I used to run quite a bit. I started out liking triathlons, and realizing that I needed to train so that the run at the end of each race didn't kick my rear so badly. So, I got this book (yes, really -- with the old '70's-style running shorts on the cover and everything), read up on the psychology of training and how to avoid injury, and started running. I trained for a half-marathon, and started to train for a full one. I didn't end up doing the marathon (something about the flu for two weeks about a month before the race that made me feel I just couldn't do it), but getting out on those long runs made me start to enjoy the time by myself and the fun little adrenaline high that runners get about 30-40 minutes into the run.
And then I got kicked out of my house, moved back to Texas, rented that converted garage bedroom from that weird couple, finalized my divorce, started dating RB, bought a house, and had Caleb, among other things and not necessarily in this order. And something about all that change in a very short period of time got me completely out of the habit. I miss it.
So, I signed up for a 10-mile race in April. I put together a training plan, so that it wouldn't be too crazy to be ready to go for the race. I followed that plan really well for two weeks.

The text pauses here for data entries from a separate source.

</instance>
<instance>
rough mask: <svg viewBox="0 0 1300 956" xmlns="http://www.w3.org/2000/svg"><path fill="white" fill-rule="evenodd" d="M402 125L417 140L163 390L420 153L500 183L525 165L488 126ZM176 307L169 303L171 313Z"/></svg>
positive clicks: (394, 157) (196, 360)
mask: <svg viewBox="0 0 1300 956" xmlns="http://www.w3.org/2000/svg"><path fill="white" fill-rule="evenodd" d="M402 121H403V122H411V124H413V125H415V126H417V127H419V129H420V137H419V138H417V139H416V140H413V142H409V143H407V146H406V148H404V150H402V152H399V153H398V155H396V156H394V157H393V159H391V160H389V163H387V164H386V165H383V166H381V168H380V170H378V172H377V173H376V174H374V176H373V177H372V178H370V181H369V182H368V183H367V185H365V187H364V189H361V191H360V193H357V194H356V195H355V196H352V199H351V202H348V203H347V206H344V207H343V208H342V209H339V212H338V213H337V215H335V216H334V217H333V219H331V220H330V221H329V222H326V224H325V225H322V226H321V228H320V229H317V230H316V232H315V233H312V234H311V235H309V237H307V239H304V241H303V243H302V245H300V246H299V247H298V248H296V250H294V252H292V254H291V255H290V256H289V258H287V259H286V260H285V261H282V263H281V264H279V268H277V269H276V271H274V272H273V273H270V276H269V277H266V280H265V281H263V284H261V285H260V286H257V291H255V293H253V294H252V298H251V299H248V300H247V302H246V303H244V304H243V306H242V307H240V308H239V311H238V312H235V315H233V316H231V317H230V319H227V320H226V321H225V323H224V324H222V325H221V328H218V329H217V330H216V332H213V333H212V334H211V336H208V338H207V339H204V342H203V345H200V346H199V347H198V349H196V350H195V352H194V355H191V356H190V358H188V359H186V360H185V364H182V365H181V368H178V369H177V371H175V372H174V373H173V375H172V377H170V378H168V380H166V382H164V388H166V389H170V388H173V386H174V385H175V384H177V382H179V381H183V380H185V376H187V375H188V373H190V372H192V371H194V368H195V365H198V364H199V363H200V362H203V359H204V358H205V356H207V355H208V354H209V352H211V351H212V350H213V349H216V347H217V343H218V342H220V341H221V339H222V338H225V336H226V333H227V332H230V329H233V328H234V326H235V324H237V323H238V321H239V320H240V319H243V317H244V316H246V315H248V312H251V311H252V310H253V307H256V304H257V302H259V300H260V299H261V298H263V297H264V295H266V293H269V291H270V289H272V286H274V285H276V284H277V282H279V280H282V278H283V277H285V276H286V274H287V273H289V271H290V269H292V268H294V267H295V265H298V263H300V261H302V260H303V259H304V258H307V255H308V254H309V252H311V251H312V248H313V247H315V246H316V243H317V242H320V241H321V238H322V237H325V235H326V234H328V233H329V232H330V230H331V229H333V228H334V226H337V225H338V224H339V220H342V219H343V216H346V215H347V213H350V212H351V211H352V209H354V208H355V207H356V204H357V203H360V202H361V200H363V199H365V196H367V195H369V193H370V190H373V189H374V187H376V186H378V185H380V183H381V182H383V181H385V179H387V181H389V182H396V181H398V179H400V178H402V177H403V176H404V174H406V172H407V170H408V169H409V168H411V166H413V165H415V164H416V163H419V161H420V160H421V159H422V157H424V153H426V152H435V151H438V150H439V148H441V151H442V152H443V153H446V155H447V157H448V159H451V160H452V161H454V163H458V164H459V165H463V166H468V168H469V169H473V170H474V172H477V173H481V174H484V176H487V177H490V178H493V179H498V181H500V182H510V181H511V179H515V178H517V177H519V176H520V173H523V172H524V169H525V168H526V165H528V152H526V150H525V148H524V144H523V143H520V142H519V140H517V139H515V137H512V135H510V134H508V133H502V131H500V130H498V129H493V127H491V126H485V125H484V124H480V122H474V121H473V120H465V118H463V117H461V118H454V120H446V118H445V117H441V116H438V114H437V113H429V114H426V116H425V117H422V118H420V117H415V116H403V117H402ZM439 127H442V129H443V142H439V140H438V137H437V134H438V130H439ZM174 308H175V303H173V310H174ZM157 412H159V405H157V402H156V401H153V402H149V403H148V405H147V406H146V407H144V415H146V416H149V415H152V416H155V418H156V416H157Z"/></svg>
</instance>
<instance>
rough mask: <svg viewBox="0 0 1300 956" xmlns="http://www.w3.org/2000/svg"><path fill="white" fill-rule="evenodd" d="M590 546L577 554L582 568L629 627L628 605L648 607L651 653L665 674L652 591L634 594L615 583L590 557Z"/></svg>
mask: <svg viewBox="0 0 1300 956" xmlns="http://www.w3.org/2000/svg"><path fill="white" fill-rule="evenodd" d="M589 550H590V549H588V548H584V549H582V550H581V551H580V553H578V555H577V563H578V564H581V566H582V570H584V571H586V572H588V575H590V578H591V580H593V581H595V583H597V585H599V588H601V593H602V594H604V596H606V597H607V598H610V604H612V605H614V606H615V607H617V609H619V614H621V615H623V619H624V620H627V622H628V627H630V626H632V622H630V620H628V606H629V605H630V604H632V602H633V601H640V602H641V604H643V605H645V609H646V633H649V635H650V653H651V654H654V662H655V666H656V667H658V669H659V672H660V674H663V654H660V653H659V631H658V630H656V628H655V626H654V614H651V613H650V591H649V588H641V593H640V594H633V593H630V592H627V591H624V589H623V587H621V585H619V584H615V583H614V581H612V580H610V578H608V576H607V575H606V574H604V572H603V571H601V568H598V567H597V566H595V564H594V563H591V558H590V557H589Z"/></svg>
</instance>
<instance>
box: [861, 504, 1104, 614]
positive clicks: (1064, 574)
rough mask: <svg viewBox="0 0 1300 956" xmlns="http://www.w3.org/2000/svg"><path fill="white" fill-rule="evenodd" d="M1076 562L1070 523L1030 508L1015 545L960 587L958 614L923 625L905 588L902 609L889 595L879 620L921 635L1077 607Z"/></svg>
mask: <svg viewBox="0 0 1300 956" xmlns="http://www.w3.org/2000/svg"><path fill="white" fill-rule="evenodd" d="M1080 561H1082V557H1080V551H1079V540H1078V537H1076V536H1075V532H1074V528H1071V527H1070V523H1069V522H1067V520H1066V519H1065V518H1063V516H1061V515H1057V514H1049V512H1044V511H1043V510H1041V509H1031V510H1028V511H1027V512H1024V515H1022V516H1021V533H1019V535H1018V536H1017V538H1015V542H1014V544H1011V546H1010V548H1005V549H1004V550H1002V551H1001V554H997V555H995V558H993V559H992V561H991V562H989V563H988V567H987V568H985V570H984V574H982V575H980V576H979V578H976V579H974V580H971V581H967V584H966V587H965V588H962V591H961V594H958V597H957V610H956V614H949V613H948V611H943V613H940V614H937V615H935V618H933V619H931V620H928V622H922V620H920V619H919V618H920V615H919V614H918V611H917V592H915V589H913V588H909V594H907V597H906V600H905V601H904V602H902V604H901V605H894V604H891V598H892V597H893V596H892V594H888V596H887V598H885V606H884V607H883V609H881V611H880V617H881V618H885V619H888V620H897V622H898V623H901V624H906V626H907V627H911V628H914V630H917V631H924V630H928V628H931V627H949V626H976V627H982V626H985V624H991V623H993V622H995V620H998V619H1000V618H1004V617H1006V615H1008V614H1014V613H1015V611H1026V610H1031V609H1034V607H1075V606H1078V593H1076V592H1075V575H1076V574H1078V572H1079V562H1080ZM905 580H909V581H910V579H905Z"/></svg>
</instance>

And then I fell off the wagon again.
I still have plenty of time to be ready, but I really miss all the other benefits -- deeper sleep, a more focused mind, a little less tummy-poochiness, etc. I have a ton of excuses (Caleb still doesn't sleep for long periods at night and I'm TIRED, there's no time to cook a good dinner after getting back from a post-work run, there's no time to run in the mornings before work with everything that has to be done to get Caleb out the door, it's been so cold for so long, etc.), but that's all they are....excuses.
So, I am renewing my commitment to being good to myself. It is a beautiful, sunny day, and things are already lined up for me to leave the office a bit earlier than usual. A friend gave me her jogging stroller, and it would be a shame not to use it.
Don't let me sneak out on my plan. I've got to get out there and run!